BICS
- Industry: Telecommunications
- Founded: 1997
- Headquarters: Brussels, Belgium
- Key people: Matteo Gatta (CEO until 02/2024)
- Website: bics.com

= BICS (company) =

Belgian telecom company

BICS is active in digital communications, cloud communication services, mobility and IoT for telecom players, virtual network operators, service providers, enterprise software providers and global enterprises. It is a subsidiary of Proximus Group. The company was founded in 1997 and is headquartered in Brussels, Belgium with sales offices and Service Operation Centers worldwide, including Dubai, Singapore, Bern, San Francisco and New York. BICS provides services across more than 200 countries, carries around 50% of the world's data roaming traffic and partners with more than 500 mobile operators. In 2021 BICS carried over 20.8 billion minutes of international traffic and generated revenues for 999 million Euros.

== History ==

- 1997, Belgacom created its International carrier Services business unit. Later, in the early years 2000, the Belgacom Group deliberately separated the financial reporting of its International Carrier Services to increase financial transparency and accountability.
- January 2005, the international carrier activities were transferred into a wholly owned subsidiary: BICS SA (Belgacom International Carrier Services SA).
- July 2005, Belgacom SA and Swisscom agreed to consolidate their international carrier businesses into a joint venture company, Belgacom International Carrier Services SA (BICS). In this JV Belgacom spun off all the existing international telecommunications carrier services activities and related assets previously run within the Belgacom Carrier & Wholesales business unit. As a result of this transaction, Swisscom and Belgacom assumed joint control over Belgacom International Carrier Services SA (BICS) with respectively 72% and 28% shares.
- June 2009, BICS announced an agreement with South Africa's MTN Group to combine international carrier services. Under the terms of the deal MTN took an equity stake in BICS in return for merging the assets of its own international wholesale subsidiary MTN ICS. BICS operated as MTN's official international gateway for carrier services globally. Post implementation of the transaction, BICS’ shares distribution becomes the following: Belgacom own 57.6% of BICS, Swisscom 22.4% and MTN 20.0%.
- October 2017, BICS announced it had completed the acquisition of US-based CPaaS provider, TeleSign.
- January 2021, BICS announced the appointment of Matteo Gatta as CEO of the Group
- February 2021, Proximus acquired full ownership of BICS, buying out MTN and Swisscom's shares in the company.
- June 2021, BICS launches 5G test lab environment
- December 2021, BICS acquires CPaaS specialist 3M Digital Networks, also known as MobTexting

== BICS' coverage ==

BICS owns and operates a high capacity MPLS enabled global network based on a wholly owned and operated 100 Gbit/s capable DWDM network in the Netherlands, France, Germany, Italy, Switzerland, Luxembourg, UK and Belgium augmented with leased capacity and submarine cable assets to serve the global footprint.
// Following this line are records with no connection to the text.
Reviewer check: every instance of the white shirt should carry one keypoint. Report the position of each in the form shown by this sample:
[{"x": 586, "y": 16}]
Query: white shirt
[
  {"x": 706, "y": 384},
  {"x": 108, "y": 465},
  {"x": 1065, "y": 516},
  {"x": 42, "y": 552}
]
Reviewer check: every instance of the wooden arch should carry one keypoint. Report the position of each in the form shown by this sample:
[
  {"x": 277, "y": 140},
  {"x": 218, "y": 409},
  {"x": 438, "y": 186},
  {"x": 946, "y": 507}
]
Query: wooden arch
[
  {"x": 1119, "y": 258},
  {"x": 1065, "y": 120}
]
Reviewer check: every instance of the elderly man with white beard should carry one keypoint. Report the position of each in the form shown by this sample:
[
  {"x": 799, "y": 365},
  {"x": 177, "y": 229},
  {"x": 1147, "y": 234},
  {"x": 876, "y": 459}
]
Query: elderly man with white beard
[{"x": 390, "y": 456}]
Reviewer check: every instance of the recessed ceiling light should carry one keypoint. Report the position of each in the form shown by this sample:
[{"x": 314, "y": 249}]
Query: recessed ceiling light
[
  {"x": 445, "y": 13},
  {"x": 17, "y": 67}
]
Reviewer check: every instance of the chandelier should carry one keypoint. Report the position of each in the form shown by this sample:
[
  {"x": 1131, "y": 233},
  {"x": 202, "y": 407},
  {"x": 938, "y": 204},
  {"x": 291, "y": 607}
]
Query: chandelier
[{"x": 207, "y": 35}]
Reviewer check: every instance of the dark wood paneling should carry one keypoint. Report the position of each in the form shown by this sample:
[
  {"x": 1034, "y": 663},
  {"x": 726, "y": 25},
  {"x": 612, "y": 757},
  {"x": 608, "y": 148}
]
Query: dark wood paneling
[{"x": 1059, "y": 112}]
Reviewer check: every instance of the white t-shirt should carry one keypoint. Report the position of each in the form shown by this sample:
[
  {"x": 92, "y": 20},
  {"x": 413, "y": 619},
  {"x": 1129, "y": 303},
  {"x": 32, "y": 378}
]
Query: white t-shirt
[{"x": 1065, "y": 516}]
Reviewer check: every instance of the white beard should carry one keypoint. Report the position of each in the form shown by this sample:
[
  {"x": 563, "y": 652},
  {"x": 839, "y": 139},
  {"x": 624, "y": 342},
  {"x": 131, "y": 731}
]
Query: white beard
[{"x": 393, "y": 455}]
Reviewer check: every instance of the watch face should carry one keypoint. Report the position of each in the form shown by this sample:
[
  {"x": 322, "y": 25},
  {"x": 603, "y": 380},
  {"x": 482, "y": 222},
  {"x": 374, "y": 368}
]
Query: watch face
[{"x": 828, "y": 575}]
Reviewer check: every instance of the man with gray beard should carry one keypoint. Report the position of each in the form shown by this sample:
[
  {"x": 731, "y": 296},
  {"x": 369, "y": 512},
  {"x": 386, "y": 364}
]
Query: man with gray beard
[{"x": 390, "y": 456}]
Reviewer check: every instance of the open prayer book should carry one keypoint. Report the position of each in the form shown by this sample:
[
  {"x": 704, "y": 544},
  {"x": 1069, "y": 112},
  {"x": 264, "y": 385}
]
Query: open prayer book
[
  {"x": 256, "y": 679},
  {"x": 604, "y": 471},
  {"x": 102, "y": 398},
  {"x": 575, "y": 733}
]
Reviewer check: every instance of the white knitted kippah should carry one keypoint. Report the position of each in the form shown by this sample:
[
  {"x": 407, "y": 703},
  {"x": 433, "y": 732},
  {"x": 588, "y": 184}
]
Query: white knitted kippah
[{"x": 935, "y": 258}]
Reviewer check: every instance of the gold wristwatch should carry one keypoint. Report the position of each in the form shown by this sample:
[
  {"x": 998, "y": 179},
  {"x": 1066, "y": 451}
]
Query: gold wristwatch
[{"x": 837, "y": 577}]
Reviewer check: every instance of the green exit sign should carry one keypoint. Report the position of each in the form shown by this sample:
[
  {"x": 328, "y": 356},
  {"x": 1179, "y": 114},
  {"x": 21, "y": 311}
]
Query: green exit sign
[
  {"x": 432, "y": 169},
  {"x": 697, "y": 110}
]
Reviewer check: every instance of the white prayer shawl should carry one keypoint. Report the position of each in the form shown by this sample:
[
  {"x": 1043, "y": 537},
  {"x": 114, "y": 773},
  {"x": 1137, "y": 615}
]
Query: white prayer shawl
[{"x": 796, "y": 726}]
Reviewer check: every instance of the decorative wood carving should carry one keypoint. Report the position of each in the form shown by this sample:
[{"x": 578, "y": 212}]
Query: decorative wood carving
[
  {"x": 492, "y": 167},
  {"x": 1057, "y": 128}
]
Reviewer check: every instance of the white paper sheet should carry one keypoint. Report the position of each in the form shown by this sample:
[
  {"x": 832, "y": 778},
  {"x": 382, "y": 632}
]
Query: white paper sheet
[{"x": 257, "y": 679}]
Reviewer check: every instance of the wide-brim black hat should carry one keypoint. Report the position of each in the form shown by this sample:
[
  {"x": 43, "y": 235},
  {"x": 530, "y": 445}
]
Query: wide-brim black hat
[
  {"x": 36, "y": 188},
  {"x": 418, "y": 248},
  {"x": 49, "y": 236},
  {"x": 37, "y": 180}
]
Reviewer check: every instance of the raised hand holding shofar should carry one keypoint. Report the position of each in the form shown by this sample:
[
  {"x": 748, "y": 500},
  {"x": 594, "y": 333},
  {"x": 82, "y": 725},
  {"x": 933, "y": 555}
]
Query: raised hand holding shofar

BICS' international network includes over 700 direct connections in 180+ countries, capacity on 75 submarine cables (including the TAT-14, SMW3, FLAG, Yellow/AC-2 and SAT-3/WASC) with 200 landing points, participation in the Intelsat and Eutelsat satellite systems, and over 300 bilateral agreements with other operators. To secure capacity between Europe and Asia for future requirements.

To add physical redundancy, in 2008 BICS invested in the EIG (Europe India Gateway) cable system through their partner Omantel. BICS fully own Teleport in La Ciotat with a large allowed Leased Spectrum (76°5E to 31°5W).

For mobile data, BICS operates its own signalling, SMS, MMS and GRX platforms, which connect up to 400 mobile networks across the globe. Peering connections have been established with over 30 hubbing providers to extend the company reach to the overall mobile community.

== Products and technologies ==

BICS routes voice and data communications across the different networks on an international scale. The voice and mobile data products and services are part of the Mosaic product portfolio. The company is evangelist of developments in new telecommunication technologies as 4G, IP, Wi-Fi, etc. In the first half of 2013 BICS announced the performance of the first intercontinental 4G roaming connection over its IPX platform, between Europe and Asia. BICS historically started off as a voice-only provider, but began to diversify its offering with mobile oriented solutions in the early years 2000.

In 2019, BICS launched the first 5G intercontinental roaming service and enabled Europe's first 5G roaming service.

In 2022, BICS launched its Communications Platform-as-a-Service (CPaaS) Platform.